Right price for the right quality
With a cup of iced coffee only about VND15,000 (0.65 USD) and a piece of banh mi cha ca for VND20,000 (0.86 USD), Vietnam is regarded to have one of the cheapest food and drinks, as well as the general cost of living. This is most likely the reason many Vietnamese love eating out, and why it’s one of the best destinations for expats.
But international restaurants have to keep their prices a little higher, considering all the expenses that come with opening a business in a foreign land. The renting and importing of ingredients from the US or Europe are not cheap, especially if these F&B businesses want to offer only authentic flavors and culinary experiences to their patrons.

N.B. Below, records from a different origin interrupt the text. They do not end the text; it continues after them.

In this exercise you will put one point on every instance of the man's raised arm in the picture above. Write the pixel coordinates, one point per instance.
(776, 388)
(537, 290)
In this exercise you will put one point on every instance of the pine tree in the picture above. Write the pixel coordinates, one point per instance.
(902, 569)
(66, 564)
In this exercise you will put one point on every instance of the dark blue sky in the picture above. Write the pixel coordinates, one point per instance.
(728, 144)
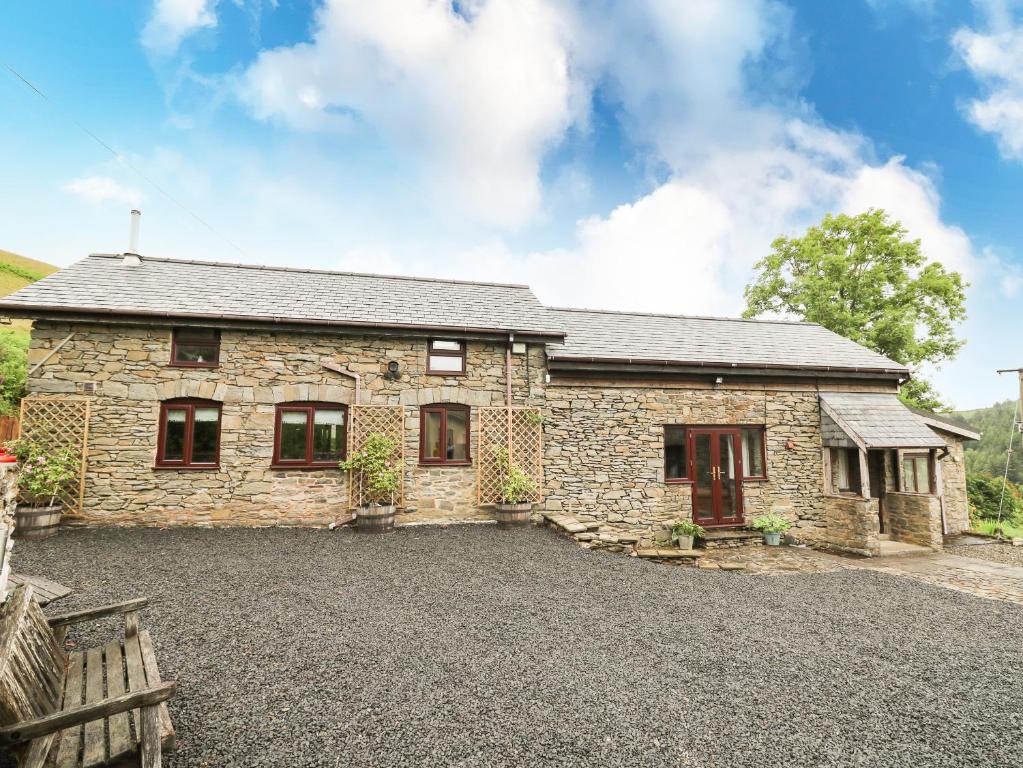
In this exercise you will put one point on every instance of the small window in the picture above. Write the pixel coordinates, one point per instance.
(754, 466)
(310, 435)
(189, 434)
(446, 358)
(195, 348)
(845, 470)
(444, 435)
(917, 472)
(676, 465)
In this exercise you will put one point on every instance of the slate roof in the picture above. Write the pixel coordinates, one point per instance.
(879, 420)
(671, 340)
(167, 287)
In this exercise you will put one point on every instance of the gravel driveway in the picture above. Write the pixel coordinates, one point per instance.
(474, 646)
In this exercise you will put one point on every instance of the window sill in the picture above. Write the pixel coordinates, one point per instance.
(187, 467)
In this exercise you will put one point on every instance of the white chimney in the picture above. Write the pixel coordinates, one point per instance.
(131, 257)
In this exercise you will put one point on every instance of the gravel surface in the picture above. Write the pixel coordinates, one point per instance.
(474, 646)
(1001, 552)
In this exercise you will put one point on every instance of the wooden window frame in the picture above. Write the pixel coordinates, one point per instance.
(180, 336)
(446, 353)
(309, 408)
(188, 405)
(690, 449)
(444, 409)
(914, 456)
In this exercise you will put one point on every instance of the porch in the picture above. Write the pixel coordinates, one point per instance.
(882, 477)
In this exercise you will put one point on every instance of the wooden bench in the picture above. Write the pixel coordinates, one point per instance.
(101, 707)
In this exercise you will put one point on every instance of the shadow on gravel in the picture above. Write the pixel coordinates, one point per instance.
(474, 646)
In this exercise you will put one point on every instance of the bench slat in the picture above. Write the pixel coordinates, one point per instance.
(121, 742)
(136, 676)
(152, 678)
(71, 737)
(94, 752)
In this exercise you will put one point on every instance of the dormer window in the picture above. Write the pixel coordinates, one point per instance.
(195, 348)
(446, 358)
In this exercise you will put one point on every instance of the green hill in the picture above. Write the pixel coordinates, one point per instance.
(16, 271)
(988, 453)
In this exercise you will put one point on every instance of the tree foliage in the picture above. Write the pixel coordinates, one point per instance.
(862, 278)
(13, 364)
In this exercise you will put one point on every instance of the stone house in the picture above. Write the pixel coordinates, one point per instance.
(226, 394)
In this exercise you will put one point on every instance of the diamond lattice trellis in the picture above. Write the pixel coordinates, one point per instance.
(59, 422)
(388, 420)
(526, 448)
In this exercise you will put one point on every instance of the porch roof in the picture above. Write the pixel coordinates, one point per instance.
(877, 420)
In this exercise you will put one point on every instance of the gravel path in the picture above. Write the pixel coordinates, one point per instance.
(1001, 552)
(474, 646)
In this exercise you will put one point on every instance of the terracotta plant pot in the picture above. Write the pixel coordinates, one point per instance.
(36, 522)
(513, 515)
(376, 518)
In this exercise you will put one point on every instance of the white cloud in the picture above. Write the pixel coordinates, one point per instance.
(102, 189)
(173, 20)
(995, 59)
(475, 98)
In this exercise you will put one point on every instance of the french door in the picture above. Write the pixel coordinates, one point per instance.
(717, 471)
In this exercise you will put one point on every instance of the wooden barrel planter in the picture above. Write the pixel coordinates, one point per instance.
(375, 520)
(36, 522)
(513, 515)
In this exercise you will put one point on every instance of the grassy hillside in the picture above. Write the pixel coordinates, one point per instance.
(16, 271)
(988, 454)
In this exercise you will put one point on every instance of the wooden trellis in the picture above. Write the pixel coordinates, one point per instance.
(388, 420)
(525, 448)
(59, 422)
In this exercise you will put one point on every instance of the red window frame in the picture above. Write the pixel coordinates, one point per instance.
(691, 448)
(446, 353)
(444, 409)
(309, 408)
(180, 336)
(188, 405)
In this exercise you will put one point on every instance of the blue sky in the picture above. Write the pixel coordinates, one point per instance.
(631, 155)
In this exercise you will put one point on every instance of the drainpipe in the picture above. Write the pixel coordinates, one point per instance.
(507, 385)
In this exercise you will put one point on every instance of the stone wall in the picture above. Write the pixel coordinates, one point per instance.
(605, 455)
(8, 499)
(915, 518)
(957, 508)
(259, 369)
(852, 525)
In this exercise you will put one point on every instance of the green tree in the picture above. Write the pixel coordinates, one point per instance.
(861, 277)
(13, 359)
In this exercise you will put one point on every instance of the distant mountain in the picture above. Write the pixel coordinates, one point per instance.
(988, 453)
(16, 271)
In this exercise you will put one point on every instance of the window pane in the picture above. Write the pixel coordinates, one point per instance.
(205, 436)
(328, 434)
(446, 346)
(174, 437)
(445, 363)
(432, 435)
(753, 455)
(294, 428)
(457, 450)
(194, 353)
(675, 465)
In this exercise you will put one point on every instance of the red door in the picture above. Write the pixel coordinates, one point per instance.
(717, 471)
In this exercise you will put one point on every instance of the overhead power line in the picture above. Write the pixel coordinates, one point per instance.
(121, 157)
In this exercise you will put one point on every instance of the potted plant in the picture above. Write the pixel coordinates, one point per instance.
(376, 482)
(683, 532)
(42, 472)
(516, 493)
(771, 526)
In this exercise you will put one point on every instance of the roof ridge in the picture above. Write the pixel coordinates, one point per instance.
(683, 317)
(300, 270)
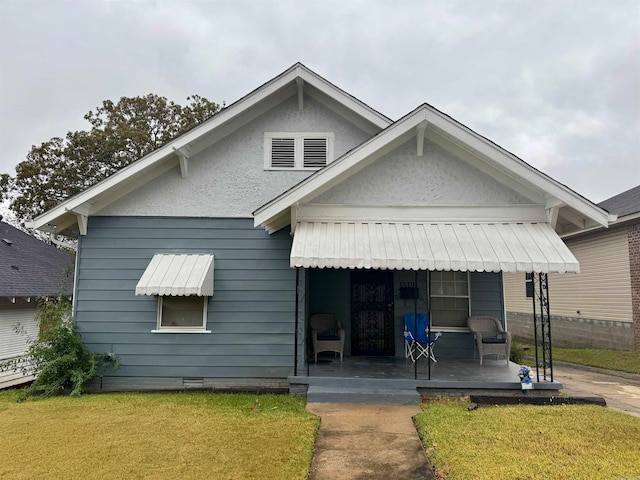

This is what Eddie’s New York Diner & Deli, one of the most popular American diners in Saigon, believes in. Its Thao Dien branch opened four years ago. The area is a hotbed for English-speaking expats, the perfect customers for an American deli. But Eddie’s handcrafted milkshakes, Reubens, and all-day breakfast offerings have become a favorite among Vietnamese diners. The restaurant grew more popular that it opened another branch in District 1 last year.
“We were finding that our Vietnamese guests were traveling from around the city to come to Eddies in District 2, traveling up to 1 hour. But it was just too far away for many to visit often. We wanted to make it more convenient for them,” said Miss Hằng.
With a mission to provide an authentically American dining experience in Vietnam, both in terms of food and drinks and hospitality, Eddie’s has not adjusted any of its food offerings to meet local tastes since its “food already fit the Vietnamese palate quite well.”
Today, Eddie’s serves up to a thousand customers a week, mostly Vietnamese from all age ranges, from teenage adults bringing their parents and grandparents to the restaurant. “We have even seen some of our more elderly customers coming back with their friends. That for us is true success.”
Eddies’ large milkshakes (which come in 30 flavors) cost VND119,000 (5.12 USD), while its pastrami Reuben costs VND279,000 (12 USD).
“I think a restaurant like ours may not be in the price range for every type of customer. However, we really work hard to have a lot of different price points,” she added. For example, a stack of three pancakes, which costs VND99,000, can be easily shared by two people.
“We are also very focused on making sure to provide real value for our guests. Vietnamese are generally very willing to pay the right price for the right quality,” Miss Hằng proudly said. “The key to having a solid Vietnamese customer base is to represent value.”